What is the category theory? We do not give a precise mathematical definition based on axioms but provide a conceptual one as a worldview while omitting many details. A category is a collection of objects and associated arrows between them. Every pair of objects has a collection of arrows between them, which can be empty. So an arrow must have a source and a target object. Several sequential arrows can be composed into one arrow. We can even consider arrows as objects themselves, but this is another category with its new arrows between arrows as objects. If we consider categories as objects and arrows between these categories as objects, we have another category. So we can quickly build complex models out of that.
Can we build a conceptual model of debugging using objects and arrows? Yes, and it even has a particular name in category theory: a presheaf. So, debugging is a presheaf. To answer a question, what is a presheaf, we start constructing our debugging model focusing on objects and arrows. To avoid using mathematical language that may obscure debugging concepts, we use LEGO® bricks because we can feel the objects and arrows, and most importantly, arrows as objects (see visual category theory for more details). This hands-on activity also reminds us that debugging is a construction process.
Debugging activity involves time. We, therefore, construct a time arrow that represents software execution:
We pick two Time objects representing different execution times:
In our Time category, an arrow means the flow of time. It can also be some indexing scheme for time events or other objects (a different category) that represents some repeated activity. Please note that an arrow has specific object indicators assigned to it. Different object pairs have different arrows. It is not apparent when we use black and white mathematical notation and diagrams.
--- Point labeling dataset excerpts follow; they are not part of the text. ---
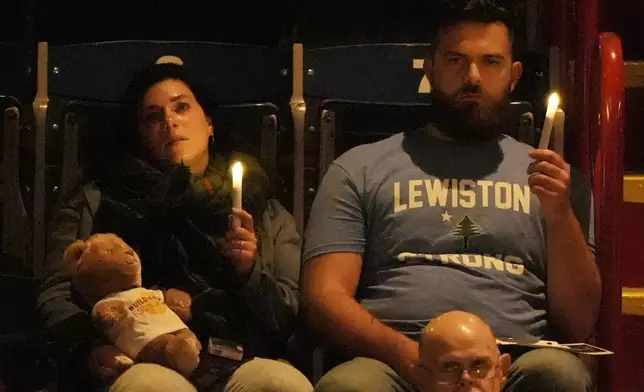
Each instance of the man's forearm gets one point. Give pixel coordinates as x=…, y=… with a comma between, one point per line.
x=343, y=322
x=574, y=284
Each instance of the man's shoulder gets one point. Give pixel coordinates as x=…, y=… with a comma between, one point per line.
x=510, y=143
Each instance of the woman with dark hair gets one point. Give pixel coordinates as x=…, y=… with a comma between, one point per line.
x=169, y=198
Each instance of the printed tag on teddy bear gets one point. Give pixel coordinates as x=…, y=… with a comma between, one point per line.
x=225, y=348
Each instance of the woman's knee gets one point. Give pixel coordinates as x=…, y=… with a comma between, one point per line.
x=267, y=375
x=148, y=377
x=549, y=370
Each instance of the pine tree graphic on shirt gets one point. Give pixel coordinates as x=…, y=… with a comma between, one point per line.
x=466, y=228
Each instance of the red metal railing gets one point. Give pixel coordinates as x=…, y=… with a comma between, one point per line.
x=606, y=118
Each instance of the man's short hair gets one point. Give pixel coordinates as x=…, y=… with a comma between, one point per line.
x=454, y=12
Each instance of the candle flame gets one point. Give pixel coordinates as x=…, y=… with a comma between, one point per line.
x=553, y=100
x=238, y=170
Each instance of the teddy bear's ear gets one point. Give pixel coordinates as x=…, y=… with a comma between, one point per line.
x=74, y=253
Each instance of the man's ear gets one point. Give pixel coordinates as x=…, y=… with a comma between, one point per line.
x=517, y=71
x=504, y=363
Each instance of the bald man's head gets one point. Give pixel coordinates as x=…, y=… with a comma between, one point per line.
x=457, y=341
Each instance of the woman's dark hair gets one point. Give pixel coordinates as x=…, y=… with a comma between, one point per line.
x=129, y=138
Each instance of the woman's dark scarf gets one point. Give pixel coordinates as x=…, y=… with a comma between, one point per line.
x=177, y=226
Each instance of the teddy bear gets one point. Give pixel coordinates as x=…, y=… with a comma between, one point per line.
x=146, y=325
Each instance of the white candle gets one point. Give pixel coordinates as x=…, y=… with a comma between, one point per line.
x=553, y=105
x=238, y=172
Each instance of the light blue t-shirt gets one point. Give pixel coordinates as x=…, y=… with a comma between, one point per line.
x=441, y=226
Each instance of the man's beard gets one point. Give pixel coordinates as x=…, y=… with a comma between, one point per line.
x=470, y=122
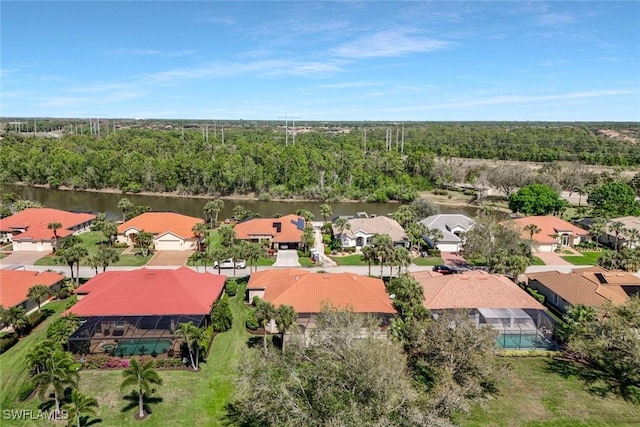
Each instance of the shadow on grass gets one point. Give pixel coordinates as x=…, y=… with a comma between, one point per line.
x=132, y=398
x=603, y=383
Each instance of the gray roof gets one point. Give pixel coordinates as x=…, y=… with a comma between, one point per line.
x=446, y=222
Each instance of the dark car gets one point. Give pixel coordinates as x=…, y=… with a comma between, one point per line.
x=445, y=269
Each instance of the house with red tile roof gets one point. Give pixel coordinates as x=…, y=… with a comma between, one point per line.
x=15, y=284
x=137, y=312
x=309, y=292
x=590, y=286
x=28, y=229
x=281, y=233
x=554, y=232
x=171, y=231
x=493, y=301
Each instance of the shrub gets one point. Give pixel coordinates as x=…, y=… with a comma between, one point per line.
x=8, y=341
x=231, y=287
x=26, y=390
x=251, y=323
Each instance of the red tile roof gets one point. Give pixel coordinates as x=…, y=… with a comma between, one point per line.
x=146, y=292
x=307, y=291
x=291, y=229
x=476, y=289
x=162, y=222
x=36, y=220
x=582, y=286
x=14, y=284
x=549, y=226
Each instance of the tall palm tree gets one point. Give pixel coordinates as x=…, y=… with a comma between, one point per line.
x=532, y=229
x=125, y=206
x=54, y=226
x=60, y=370
x=199, y=230
x=342, y=224
x=617, y=228
x=193, y=337
x=80, y=404
x=369, y=255
x=38, y=293
x=285, y=318
x=265, y=311
x=211, y=209
x=326, y=212
x=141, y=377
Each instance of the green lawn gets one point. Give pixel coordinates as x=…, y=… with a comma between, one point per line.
x=537, y=392
x=13, y=370
x=587, y=258
x=92, y=241
x=427, y=261
x=354, y=259
x=185, y=399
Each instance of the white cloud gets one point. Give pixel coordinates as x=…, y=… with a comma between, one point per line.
x=389, y=43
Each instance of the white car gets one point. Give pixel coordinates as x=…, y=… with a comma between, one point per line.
x=228, y=263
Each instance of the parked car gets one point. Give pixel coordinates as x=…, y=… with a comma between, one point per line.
x=445, y=269
x=228, y=263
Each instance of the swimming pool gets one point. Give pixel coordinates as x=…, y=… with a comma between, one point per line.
x=141, y=347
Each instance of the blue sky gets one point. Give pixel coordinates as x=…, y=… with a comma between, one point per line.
x=411, y=61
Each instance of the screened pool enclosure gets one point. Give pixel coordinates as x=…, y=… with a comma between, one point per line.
x=125, y=336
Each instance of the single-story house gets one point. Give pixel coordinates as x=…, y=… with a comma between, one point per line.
x=591, y=286
x=554, y=232
x=28, y=229
x=362, y=230
x=452, y=226
x=137, y=312
x=15, y=284
x=309, y=292
x=281, y=233
x=492, y=300
x=171, y=231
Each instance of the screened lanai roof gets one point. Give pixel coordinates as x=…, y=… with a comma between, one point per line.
x=100, y=327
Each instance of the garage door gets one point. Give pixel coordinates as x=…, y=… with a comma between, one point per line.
x=169, y=245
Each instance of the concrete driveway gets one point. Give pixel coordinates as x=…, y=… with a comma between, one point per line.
x=22, y=258
x=169, y=258
x=287, y=258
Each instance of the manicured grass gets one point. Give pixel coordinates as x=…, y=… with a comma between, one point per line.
x=537, y=261
x=186, y=398
x=538, y=392
x=427, y=261
x=92, y=240
x=354, y=259
x=13, y=370
x=587, y=258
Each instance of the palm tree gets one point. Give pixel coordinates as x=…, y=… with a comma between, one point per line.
x=54, y=226
x=617, y=228
x=369, y=256
x=80, y=404
x=265, y=311
x=342, y=224
x=125, y=206
x=326, y=212
x=211, y=209
x=285, y=317
x=532, y=229
x=141, y=377
x=38, y=293
x=193, y=337
x=199, y=230
x=60, y=370
x=107, y=256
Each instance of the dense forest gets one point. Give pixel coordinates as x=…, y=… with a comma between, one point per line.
x=328, y=161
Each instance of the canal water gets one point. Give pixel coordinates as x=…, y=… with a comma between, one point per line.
x=107, y=203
We can associate with Time objects some external objects, for example, memory snapshots, or some other software execution states, variables, execution artifacts, or even parts of the same artifact:
Therefore, we have a possible mapping from the Time category to a possible category of software execution artifacts that we name DA+TA (abbreviated [memory] dump artifacts + trace [log] artifacts). DA+TA objects are simply some sets useful for debugging. The mapping between different categories is usually called a functor in category theory. It maps objects from the source category to objects in the target category. It is itself an arrow in the category that includes source and target categories as objects:
However, we forgot to designate arrows in the target DA+TA category. Of course, a different choice of arrows makes different categories. We choose arrows that represent debugging activities such as going back in time when trying to find the root cause, such as walking a stack trace. It is a reverse activity:
A functor that maps arrows to reversed arrows is called a contravariant functor in category theory:
Such a contravariant functor from a category to the category of some sets is called a presheaf. Now we look at debugging using software traces and logs as another target category of sets. With our Time category objects, we associate different log messages:
When we use log and trace files for debugging we also go back in time trying to find the root cause message (or a set of messages) or some other clues:
Again, we have a presheaf, a contravariant functor that maps our Time category objects to sets of messages:
So, we see again, that debugging is a presheaf, a contravariant functor that maps software execution categories such as a category of time instants to sets of software execution artifacts.
Trace and log analysis pattern catalog includes another example of the source and target categories candidates for a debugging presheaf, Trace Presheaf analysis pattern that maps trace messages to memory snapshots (sets of memory cells or some other state information).
Presheaves can be mapped to each other, for example, from a presheaf of logs to a presheaf of associated source code fragments or stack traces, and this is called a natural transformation in category theory. It also fits with natural debugging when we go back in logs and, at the same time, browse source code or some other associated information sets.